Once we know a user’s interests, it is much easier to target them personally, likely also more effectively. With this goal in mind we made an attempt to cluster users based on the categories of their interactions with content using Principal Component Analysis (PCA). In this blogpost we will guide you through a Jupyter Notebook. Check out our GitHub repository to follow along or try it for yourself! The code is split up into five segments:

- Data collection
- Data preparation (feature scaling)
- Choosing a number of components for PCA
- Performing PCA and visualising it
- Assigning each user to a cluster

We will shortly get into the specifics of PCA but, before we do so, let’s first look at some use case examples for the clustering we are going to discuss. Let’s say you run a blog and you assign categories to each article you write. Or imagine you have a webshop in which all products belong to categories. It would be interesting to find if there are any patterns in user interest. If a noteworthy number of users interested in category A is also interested in category D, we can recommend category D to users that have only interacted with category A and vice versa.
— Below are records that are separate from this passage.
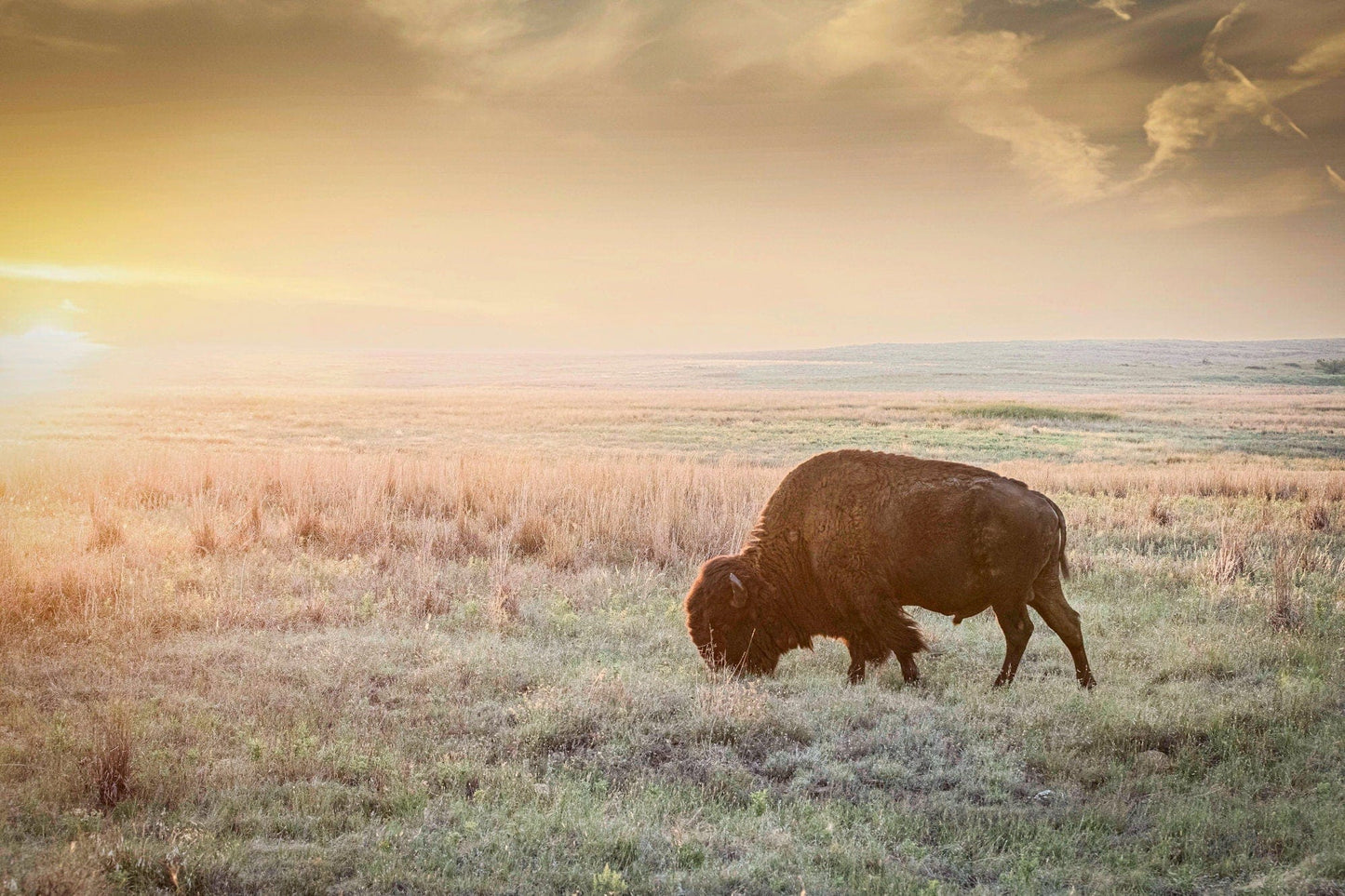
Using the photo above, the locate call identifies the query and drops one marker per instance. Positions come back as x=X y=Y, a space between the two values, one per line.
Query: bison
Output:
x=850 y=539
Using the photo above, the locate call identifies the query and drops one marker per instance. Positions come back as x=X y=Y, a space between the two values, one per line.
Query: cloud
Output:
x=46 y=272
x=1191 y=114
x=1325 y=60
x=976 y=74
x=1117 y=7
x=42 y=359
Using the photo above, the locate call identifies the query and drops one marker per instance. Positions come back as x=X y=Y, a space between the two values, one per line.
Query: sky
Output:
x=667 y=175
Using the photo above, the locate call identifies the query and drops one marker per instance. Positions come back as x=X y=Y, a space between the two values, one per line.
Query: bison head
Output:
x=725 y=612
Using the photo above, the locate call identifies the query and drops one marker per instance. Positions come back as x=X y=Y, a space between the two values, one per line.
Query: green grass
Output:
x=398 y=703
x=1015 y=410
x=581 y=747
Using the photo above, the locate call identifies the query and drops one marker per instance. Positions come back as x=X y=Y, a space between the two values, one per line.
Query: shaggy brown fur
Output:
x=853 y=537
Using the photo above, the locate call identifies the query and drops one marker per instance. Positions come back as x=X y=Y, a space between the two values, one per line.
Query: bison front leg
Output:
x=1017 y=627
x=858 y=660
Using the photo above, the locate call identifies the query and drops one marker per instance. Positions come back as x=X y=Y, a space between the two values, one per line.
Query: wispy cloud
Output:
x=65 y=274
x=1121 y=8
x=1191 y=114
x=42 y=359
x=978 y=75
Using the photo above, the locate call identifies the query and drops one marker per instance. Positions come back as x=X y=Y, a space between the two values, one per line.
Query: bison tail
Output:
x=1064 y=539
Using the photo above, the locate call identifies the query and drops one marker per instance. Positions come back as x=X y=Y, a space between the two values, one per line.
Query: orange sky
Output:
x=670 y=175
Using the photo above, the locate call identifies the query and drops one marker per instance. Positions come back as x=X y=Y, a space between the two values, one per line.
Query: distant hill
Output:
x=1111 y=365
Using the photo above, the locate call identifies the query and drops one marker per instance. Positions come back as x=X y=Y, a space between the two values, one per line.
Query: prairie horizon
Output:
x=404 y=407
x=196 y=575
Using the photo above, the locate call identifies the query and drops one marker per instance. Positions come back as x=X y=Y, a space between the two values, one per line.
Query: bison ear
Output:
x=740 y=594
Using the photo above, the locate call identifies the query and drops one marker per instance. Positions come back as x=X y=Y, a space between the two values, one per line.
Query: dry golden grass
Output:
x=395 y=521
x=465 y=667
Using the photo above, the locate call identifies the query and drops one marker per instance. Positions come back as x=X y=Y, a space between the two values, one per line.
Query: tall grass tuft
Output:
x=109 y=760
x=1231 y=557
x=205 y=540
x=1286 y=609
x=108 y=530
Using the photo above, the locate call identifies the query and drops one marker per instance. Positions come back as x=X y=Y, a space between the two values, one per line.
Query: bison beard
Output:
x=853 y=537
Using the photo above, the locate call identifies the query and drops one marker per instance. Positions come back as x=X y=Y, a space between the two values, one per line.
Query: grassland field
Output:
x=378 y=638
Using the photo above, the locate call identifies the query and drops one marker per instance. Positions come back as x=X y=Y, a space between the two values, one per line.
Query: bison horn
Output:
x=740 y=594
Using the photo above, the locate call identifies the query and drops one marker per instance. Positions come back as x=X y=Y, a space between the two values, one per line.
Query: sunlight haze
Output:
x=671 y=177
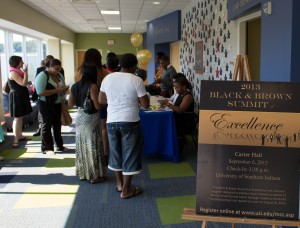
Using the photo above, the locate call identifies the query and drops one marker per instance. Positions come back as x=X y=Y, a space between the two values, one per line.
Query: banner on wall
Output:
x=248 y=156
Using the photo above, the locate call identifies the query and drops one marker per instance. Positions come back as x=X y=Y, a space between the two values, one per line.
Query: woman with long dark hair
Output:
x=183 y=108
x=19 y=102
x=89 y=146
x=50 y=86
x=93 y=56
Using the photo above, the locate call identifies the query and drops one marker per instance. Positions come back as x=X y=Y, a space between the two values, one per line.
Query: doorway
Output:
x=250 y=42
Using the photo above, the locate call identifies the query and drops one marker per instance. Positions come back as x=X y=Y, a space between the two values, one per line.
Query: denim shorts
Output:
x=125 y=146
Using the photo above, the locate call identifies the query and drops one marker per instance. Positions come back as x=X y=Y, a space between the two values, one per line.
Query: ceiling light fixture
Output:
x=114 y=12
x=114 y=28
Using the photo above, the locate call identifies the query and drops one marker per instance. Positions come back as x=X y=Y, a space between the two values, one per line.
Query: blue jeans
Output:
x=126 y=147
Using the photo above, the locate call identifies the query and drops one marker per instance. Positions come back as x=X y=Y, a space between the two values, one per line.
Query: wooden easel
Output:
x=190 y=214
x=241 y=69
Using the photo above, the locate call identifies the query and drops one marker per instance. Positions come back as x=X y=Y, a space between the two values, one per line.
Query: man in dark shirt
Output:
x=166 y=81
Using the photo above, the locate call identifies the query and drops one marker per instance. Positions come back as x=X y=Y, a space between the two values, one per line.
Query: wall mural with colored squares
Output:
x=208 y=43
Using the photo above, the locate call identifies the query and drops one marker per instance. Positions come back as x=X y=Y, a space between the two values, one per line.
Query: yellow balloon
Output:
x=136 y=39
x=144 y=56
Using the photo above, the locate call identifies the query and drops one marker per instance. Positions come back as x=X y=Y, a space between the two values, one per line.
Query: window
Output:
x=17 y=45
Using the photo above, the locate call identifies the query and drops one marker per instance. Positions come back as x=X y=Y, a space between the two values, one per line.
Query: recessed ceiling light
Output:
x=114 y=28
x=116 y=12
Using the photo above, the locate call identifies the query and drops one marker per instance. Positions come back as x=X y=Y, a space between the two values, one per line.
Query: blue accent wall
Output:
x=296 y=42
x=237 y=8
x=280 y=35
x=160 y=33
x=276 y=42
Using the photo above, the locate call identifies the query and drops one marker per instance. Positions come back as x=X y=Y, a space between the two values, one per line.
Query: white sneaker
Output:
x=49 y=152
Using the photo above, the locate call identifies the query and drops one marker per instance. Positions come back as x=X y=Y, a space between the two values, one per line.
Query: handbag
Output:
x=88 y=106
x=65 y=117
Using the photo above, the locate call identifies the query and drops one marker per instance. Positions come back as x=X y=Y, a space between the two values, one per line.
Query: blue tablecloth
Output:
x=160 y=137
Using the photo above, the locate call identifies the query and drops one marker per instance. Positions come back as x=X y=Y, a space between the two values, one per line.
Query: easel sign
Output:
x=248 y=151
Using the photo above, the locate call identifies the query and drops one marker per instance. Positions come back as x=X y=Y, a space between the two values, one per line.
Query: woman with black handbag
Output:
x=50 y=86
x=90 y=158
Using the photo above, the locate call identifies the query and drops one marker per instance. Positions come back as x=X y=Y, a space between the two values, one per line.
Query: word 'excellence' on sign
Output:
x=248 y=150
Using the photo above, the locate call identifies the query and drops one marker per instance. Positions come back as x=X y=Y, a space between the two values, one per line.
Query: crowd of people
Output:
x=109 y=135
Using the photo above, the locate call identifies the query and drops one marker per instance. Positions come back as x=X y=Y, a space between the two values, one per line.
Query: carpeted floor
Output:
x=39 y=190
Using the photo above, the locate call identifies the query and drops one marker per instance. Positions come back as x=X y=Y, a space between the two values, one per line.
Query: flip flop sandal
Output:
x=63 y=149
x=15 y=145
x=25 y=139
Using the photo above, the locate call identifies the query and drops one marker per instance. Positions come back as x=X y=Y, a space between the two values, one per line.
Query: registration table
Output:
x=160 y=138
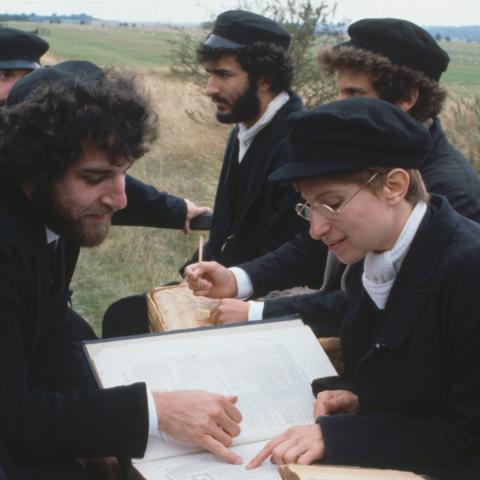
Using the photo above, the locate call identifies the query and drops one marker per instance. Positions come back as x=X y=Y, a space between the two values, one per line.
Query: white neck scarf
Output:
x=381 y=269
x=246 y=135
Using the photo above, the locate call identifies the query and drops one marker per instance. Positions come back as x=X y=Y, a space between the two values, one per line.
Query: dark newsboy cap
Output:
x=237 y=28
x=72 y=71
x=19 y=49
x=349 y=135
x=402 y=42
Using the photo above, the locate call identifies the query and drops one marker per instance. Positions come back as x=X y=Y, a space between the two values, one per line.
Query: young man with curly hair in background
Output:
x=396 y=61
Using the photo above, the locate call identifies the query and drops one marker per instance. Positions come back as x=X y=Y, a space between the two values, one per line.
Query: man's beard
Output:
x=245 y=108
x=61 y=219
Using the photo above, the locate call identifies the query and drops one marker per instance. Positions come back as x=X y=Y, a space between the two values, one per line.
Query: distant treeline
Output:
x=54 y=18
x=470 y=33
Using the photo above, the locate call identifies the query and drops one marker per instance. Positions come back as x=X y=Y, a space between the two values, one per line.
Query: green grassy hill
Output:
x=187 y=158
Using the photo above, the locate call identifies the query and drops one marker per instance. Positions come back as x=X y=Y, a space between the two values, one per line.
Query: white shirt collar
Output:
x=381 y=269
x=51 y=236
x=246 y=135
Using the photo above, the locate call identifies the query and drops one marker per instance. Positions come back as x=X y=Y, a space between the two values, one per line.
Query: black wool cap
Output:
x=352 y=134
x=19 y=49
x=237 y=28
x=72 y=71
x=402 y=42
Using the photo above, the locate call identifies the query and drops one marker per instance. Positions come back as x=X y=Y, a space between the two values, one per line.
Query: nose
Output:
x=115 y=196
x=319 y=226
x=212 y=86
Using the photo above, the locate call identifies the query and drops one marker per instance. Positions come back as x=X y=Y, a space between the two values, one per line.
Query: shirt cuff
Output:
x=152 y=415
x=255 y=311
x=244 y=284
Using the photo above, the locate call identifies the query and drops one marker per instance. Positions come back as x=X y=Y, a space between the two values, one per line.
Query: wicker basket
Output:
x=176 y=308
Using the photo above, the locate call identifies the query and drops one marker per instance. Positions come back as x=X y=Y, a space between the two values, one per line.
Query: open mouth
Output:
x=335 y=245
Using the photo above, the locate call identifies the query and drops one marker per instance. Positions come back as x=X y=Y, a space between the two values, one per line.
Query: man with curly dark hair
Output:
x=67 y=139
x=394 y=60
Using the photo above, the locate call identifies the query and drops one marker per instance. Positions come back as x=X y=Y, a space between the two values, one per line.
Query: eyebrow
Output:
x=324 y=194
x=218 y=71
x=95 y=170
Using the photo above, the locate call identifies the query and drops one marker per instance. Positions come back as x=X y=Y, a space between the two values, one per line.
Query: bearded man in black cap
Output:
x=409 y=396
x=249 y=80
x=20 y=53
x=399 y=62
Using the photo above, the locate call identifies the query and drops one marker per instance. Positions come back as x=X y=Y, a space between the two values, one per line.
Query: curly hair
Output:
x=393 y=83
x=42 y=136
x=261 y=60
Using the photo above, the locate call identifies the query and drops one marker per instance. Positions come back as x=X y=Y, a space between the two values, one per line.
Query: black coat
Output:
x=264 y=218
x=416 y=369
x=302 y=260
x=49 y=407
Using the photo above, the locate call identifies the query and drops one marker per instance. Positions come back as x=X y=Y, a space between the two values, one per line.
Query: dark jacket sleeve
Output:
x=148 y=207
x=408 y=438
x=323 y=312
x=47 y=409
x=299 y=262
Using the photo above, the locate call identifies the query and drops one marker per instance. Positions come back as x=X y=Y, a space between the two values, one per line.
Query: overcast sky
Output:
x=424 y=12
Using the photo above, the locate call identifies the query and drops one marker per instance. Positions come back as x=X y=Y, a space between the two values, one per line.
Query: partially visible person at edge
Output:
x=249 y=79
x=65 y=186
x=409 y=397
x=20 y=54
x=399 y=62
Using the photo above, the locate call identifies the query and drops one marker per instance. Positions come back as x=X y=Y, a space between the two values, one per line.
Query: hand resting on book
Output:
x=201 y=418
x=329 y=402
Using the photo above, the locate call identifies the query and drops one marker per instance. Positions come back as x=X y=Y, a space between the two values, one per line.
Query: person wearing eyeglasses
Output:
x=409 y=397
x=396 y=61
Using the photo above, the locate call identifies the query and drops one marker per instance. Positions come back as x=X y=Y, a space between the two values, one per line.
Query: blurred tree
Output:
x=310 y=23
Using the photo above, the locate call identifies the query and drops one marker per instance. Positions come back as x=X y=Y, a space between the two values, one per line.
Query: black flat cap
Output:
x=402 y=42
x=349 y=135
x=236 y=28
x=19 y=49
x=72 y=71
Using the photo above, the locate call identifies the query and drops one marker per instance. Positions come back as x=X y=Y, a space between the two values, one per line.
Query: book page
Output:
x=270 y=371
x=203 y=466
x=327 y=472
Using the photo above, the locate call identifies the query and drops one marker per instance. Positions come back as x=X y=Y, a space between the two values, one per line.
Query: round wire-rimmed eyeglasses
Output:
x=305 y=210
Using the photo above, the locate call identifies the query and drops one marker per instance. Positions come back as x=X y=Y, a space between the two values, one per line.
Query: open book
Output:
x=269 y=365
x=327 y=472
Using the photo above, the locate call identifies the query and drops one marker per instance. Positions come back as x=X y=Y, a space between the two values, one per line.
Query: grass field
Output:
x=187 y=158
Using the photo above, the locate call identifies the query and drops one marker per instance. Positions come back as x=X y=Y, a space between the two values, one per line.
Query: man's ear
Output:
x=264 y=85
x=396 y=185
x=408 y=103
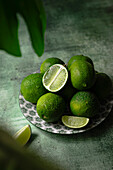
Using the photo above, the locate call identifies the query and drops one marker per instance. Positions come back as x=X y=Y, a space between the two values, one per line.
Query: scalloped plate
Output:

*Clustering in Machine Learning – Principal Component Analysis*

*Clustering in Machine Learning – Principal Component Analysis*

When we don’t know a whole lot about data yet, we can use a Machine Learning technique called Clustering to learn more about it. Just as books and music have genres, we can group unlabelled data points into clusters that we might understand more easily. So-called clustering algorithms have different methods, but all have one thing in common: their aim is to maximise similarity between data points, forming groups with maximum similarity. There are different ways to measure similarity, such as the distance between two points. In a two-dimensional plot, for instance, two points with small distance have great similarity.

Too many ingredients in a recipe makes it a lot more difficult to follow. The same goes for clustering algorithms. Once the number of dimensions increases, it becomes increasingly complex to measure similarity and thus harder to perform clustering. To illustrate this, imagine drawing a line of best fit in two dimensions: fairly doable. Now imagine trying to do so in three dimensions: harder but still doable. Keep increasing the number of dimensions and you understand the point. To combat this there are techniques to reduce the number of dimensions, often used prior to clustering algorithms like K-Means to make them more effective.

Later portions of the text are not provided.